The group began after Will Jawando ran for state delegate in 2014 and realized that the people in the Long Branch neighborhood where he grew up didn’t feel like their vote mattered.
“‛Why are you asking for my vote? My voice doesn’t matter,’” John Randall, OVM’s director of operations, said about what Jawando heard while canvassing. “I think people were just feeling a sense of powerlessness,” said Randall.
According to Randall, the group passed out 1000 flyers advertising their community forum on Saturday, but the turnout was far below that number. Six people showed up, providing an intimate look into what really bothers people in the Long Branch neighborhood.
“I’m most concerned about education, specifically the new immigrants,” said Anica Ackah. “Have to have them be exposed to job opportunities. They’re stuck in the same kinds of jobs.” “Long Branch trail, a lot of graffiti with MS-13,” said Akieal Williams. “At night, people turn back.”
Akieal said that there were men drinking and harassing people, and that although the police are sometimes there, he wants the police there more often.
The group voted on the top two issues that they cared about most and came up with a top three: employment and education for immigrants (four votes), affordable housing (five votes), and the achievement gap (six votes).

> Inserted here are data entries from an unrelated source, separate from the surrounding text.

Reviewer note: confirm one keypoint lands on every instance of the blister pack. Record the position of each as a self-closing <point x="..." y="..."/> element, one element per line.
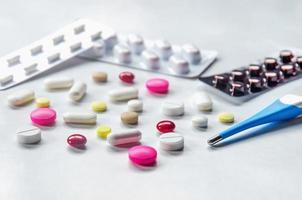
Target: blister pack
<point x="72" y="40"/>
<point x="155" y="55"/>
<point x="247" y="82"/>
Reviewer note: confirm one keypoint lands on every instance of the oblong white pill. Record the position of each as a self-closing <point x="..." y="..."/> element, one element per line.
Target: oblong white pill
<point x="123" y="94"/>
<point x="191" y="53"/>
<point x="58" y="83"/>
<point x="150" y="59"/>
<point x="135" y="105"/>
<point x="173" y="108"/>
<point x="80" y="118"/>
<point x="200" y="121"/>
<point x="136" y="43"/>
<point x="179" y="65"/>
<point x="202" y="101"/>
<point x="21" y="97"/>
<point x="29" y="135"/>
<point x="125" y="137"/>
<point x="163" y="48"/>
<point x="122" y="54"/>
<point x="77" y="91"/>
<point x="171" y="141"/>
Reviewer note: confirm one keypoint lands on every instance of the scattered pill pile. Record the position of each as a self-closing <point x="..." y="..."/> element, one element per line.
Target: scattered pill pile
<point x="168" y="137"/>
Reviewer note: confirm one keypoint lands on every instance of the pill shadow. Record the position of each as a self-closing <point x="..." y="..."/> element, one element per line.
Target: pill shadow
<point x="146" y="168"/>
<point x="265" y="129"/>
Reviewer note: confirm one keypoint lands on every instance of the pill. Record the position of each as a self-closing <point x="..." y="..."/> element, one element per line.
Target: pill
<point x="200" y="121"/>
<point x="99" y="76"/>
<point x="42" y="102"/>
<point x="179" y="65"/>
<point x="77" y="141"/>
<point x="103" y="131"/>
<point x="173" y="108"/>
<point x="29" y="135"/>
<point x="165" y="126"/>
<point x="157" y="85"/>
<point x="163" y="48"/>
<point x="123" y="94"/>
<point x="135" y="105"/>
<point x="126" y="77"/>
<point x="191" y="53"/>
<point x="125" y="137"/>
<point x="77" y="91"/>
<point x="79" y="117"/>
<point x="136" y="43"/>
<point x="58" y="83"/>
<point x="122" y="54"/>
<point x="6" y="79"/>
<point x="150" y="59"/>
<point x="202" y="101"/>
<point x="99" y="106"/>
<point x="129" y="118"/>
<point x="171" y="142"/>
<point x="43" y="116"/>
<point x="21" y="97"/>
<point x="142" y="155"/>
<point x="226" y="117"/>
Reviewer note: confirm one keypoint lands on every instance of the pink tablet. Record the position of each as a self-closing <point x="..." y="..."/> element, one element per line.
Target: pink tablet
<point x="157" y="85"/>
<point x="43" y="116"/>
<point x="143" y="155"/>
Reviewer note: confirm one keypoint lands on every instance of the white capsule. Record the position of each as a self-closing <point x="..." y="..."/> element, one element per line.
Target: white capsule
<point x="171" y="142"/>
<point x="191" y="53"/>
<point x="179" y="65"/>
<point x="80" y="118"/>
<point x="171" y="108"/>
<point x="77" y="91"/>
<point x="163" y="48"/>
<point x="200" y="121"/>
<point x="125" y="137"/>
<point x="29" y="135"/>
<point x="123" y="94"/>
<point x="136" y="43"/>
<point x="202" y="101"/>
<point x="21" y="97"/>
<point x="122" y="54"/>
<point x="135" y="105"/>
<point x="6" y="79"/>
<point x="58" y="83"/>
<point x="150" y="59"/>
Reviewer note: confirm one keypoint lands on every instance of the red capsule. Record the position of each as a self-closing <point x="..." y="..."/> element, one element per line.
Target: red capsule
<point x="77" y="141"/>
<point x="165" y="126"/>
<point x="127" y="77"/>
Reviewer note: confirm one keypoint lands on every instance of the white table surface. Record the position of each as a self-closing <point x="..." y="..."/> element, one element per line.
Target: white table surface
<point x="266" y="165"/>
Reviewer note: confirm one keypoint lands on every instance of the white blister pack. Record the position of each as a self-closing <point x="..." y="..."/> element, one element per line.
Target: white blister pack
<point x="154" y="55"/>
<point x="49" y="52"/>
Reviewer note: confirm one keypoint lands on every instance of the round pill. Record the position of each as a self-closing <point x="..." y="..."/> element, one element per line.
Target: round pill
<point x="129" y="118"/>
<point x="171" y="141"/>
<point x="43" y="116"/>
<point x="126" y="77"/>
<point x="29" y="135"/>
<point x="135" y="105"/>
<point x="157" y="85"/>
<point x="142" y="155"/>
<point x="226" y="117"/>
<point x="103" y="131"/>
<point x="170" y="108"/>
<point x="165" y="126"/>
<point x="99" y="106"/>
<point x="42" y="102"/>
<point x="200" y="121"/>
<point x="99" y="76"/>
<point x="77" y="141"/>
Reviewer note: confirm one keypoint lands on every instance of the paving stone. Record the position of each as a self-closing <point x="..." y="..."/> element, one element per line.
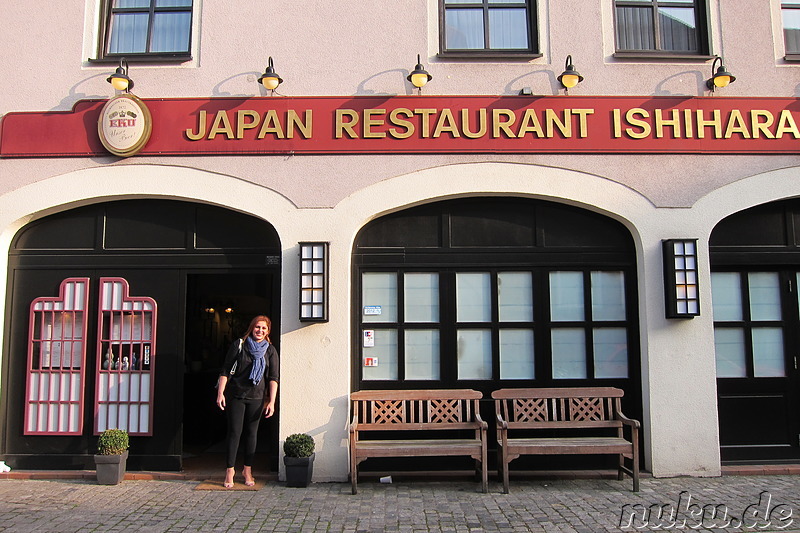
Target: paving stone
<point x="573" y="505"/>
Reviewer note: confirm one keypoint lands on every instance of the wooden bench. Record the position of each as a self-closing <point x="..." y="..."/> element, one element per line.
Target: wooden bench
<point x="592" y="412"/>
<point x="426" y="412"/>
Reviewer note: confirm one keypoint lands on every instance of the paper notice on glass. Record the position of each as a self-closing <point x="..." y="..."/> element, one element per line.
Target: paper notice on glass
<point x="369" y="338"/>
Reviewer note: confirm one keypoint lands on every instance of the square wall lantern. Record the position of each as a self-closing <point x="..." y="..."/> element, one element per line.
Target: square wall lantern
<point x="314" y="281"/>
<point x="681" y="293"/>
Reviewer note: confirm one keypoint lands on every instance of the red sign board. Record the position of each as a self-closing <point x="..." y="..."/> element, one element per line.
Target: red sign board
<point x="425" y="124"/>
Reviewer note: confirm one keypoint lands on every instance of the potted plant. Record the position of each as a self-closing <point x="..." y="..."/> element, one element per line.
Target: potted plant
<point x="112" y="456"/>
<point x="299" y="459"/>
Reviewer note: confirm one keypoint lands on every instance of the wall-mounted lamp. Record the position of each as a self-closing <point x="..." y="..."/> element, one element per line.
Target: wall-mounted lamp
<point x="270" y="79"/>
<point x="419" y="76"/>
<point x="570" y="77"/>
<point x="314" y="281"/>
<point x="720" y="78"/>
<point x="680" y="278"/>
<point x="120" y="80"/>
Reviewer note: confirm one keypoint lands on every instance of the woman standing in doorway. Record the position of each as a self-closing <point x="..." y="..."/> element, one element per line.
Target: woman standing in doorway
<point x="246" y="389"/>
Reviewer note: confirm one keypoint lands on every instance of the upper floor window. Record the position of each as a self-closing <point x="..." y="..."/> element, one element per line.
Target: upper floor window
<point x="661" y="26"/>
<point x="147" y="28"/>
<point x="790" y="12"/>
<point x="495" y="27"/>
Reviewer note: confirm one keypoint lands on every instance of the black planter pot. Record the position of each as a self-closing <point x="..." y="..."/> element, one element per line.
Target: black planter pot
<point x="299" y="470"/>
<point x="110" y="468"/>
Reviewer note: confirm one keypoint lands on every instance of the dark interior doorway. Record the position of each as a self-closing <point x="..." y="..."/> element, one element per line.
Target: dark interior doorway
<point x="219" y="308"/>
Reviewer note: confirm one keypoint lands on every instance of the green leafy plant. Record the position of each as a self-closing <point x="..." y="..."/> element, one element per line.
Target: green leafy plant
<point x="299" y="445"/>
<point x="112" y="442"/>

Our Voices Matter is planning to have another meeting in a few weeks to choose one of those issues and run an advocacy campaign. They are also planning a project in four to-be-determined Montgomery County schools.
“Pre-K for all is an issue that I think people feel makes a difference in whether or not their kids can overcome the achievement gap,” said Randall. “We are working on a project here trying to address the achievement gap by organizing parents and school officials in four schools in MoCo,”
Although all they did at the meeting was line up the issues in which they hope to encourage advocacy, some of the attendees are optimistic about the group and its goals.
“My coming here today is the first step. I am coming here to learn, to educate, to change things,” said Ackah.
Her daughter, Andrea Golli, felt similarly.
“It gave me other perspectives on other issues that I didn’t know existed,” she said. “Like the housing. I used to think that everyone has to have a good job and get paid well in order to have a house. Some people can’t have these opportunities, everyone (should) be able to live in a house, provide their family, not just rich people”
Randall says that in the past, they have tried to work in small ways to encourage local citizens. “One of the things that I have done is we were talking about health care and people said ‘health care is an issue that is way above me and I don’t have anything intelligent to say,’” said Randall. “‛How many have gone to [the] emergency room?’” he asked the group. “Hands went up.” “‛How many people have questioned a procedure?’” he also asked them. “Hands went up.”
“You have the perspective of the customer and that’s an important perspective that policy makers don’t have,” he says he told the group. “We talked about the policies being discussed, (and) people find out that people do have an opinion.”
However, as Jarret Smith pointed out, it’s not enough for people to have an opinion.
“You need them to take action,” said Smith about trying to get people to advocate for issues. “It’s tough. It could take years before you get change.